Sanaa - Nach dem fehlgeschlagenen
Bombenattentat auf ein Passagierflugzeug geht im Jemen der Kampf gegen Anhänger des Terrornetzwerkes al-Qaida weiter. In der Nacht zum Donnerstag wurden im Bezirk Dschaar im Süden des Landes nach Informationen des Nachrichtenportals "News Yemen" acht mutmaßliche Qaida-Terroristen getötet. Unter den Toten sollen auch einige führende Mitglieder der Organisation sein.
Es sei ein Haus beschossen worden, in dem die Kämpfer zu einem Treffen verabredet gewesen seien. Noch nicht bekannt ist, ob die Angriffe von der jemenitischen Luftwaffe oder von US-Kampfdrohnen ausgeführt wurden. Der Bezirk Dschaar in der Provinz Abijan wird bereits seit dem vergangenen Jahr von dem Qaida-Ableger Ansar al-Scharia kontrolliert.

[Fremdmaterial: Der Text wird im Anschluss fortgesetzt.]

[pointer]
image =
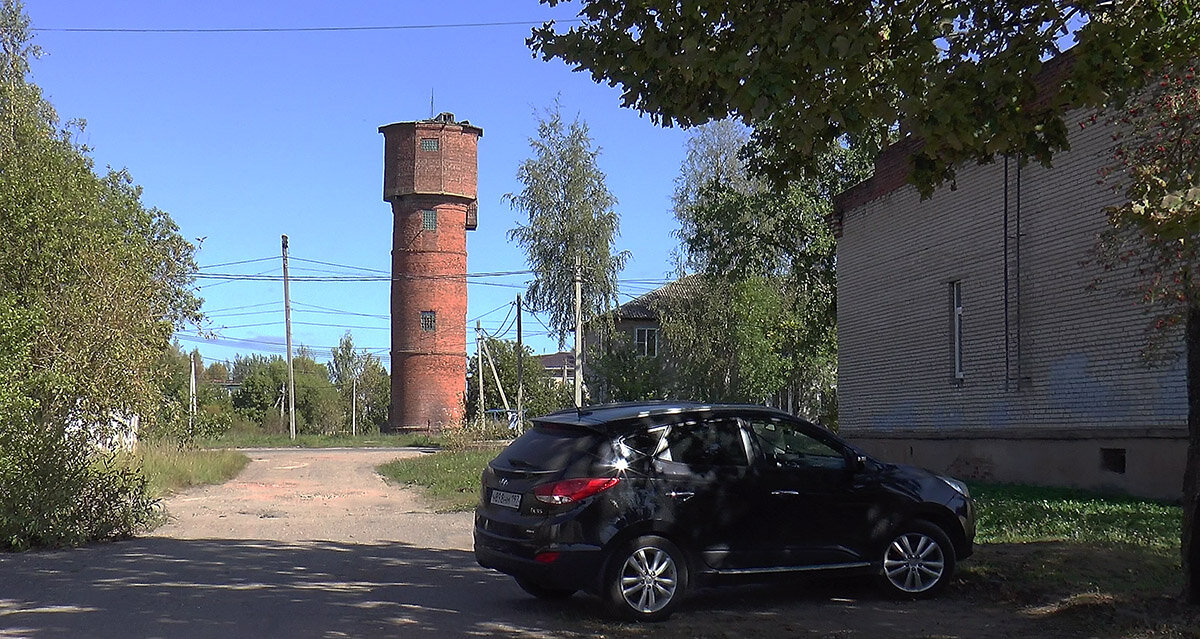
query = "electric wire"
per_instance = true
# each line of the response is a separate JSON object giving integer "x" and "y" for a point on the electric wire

Unterdessen veröffentlichten Islamisten-Webseiten eine Kondolenzbotschaft im Namen der Organisation al-Qaida auf der Arabischen Halbinsel (AQAP) zum Tod von Fahd al-Kuso. Der jemenitische Top-Terrorist war am vergangenen Sonntag in der Provinz Schabwa von einer US-Drohne getötet worden. In der Botschaft drohen die Terroristen mit einer Fortsetzung ihres "Krieges" gegen die "Kreuzritter".
Nicht erwähnt wird in der Botschaft, dass die US-Armee beim Aufspüren von al-Kuso wohl Hilfe
von einem Spion erhalten hatte, den der saudische Geheimdienst nach Informationen von US-Medien in den Reihen von AQAP platziert hatte. Der Agent soll sich den Terroristen im Jemen kürzlich als Selbstmordattentäter für einen Anschlag auf ein Flugzeug angeboten haben. Danach reiste er offensichtlich mit der Bombe ins Ausland, wo er den den Sprengsatz US-Ermittlern überreichte.
Die USA nehmen im Jemen regelmäßig Verstecke von Qaida-Kämpfer unter Beschuss. Ein wichtiges Ziel war dabei al-Kuso, der wegen seiner mutmaßlichen Beteiligung an dem Anschlag im Jahr 2000 auf das Kriegschiff "USS Cole" mit 17 Toten gesucht wurde.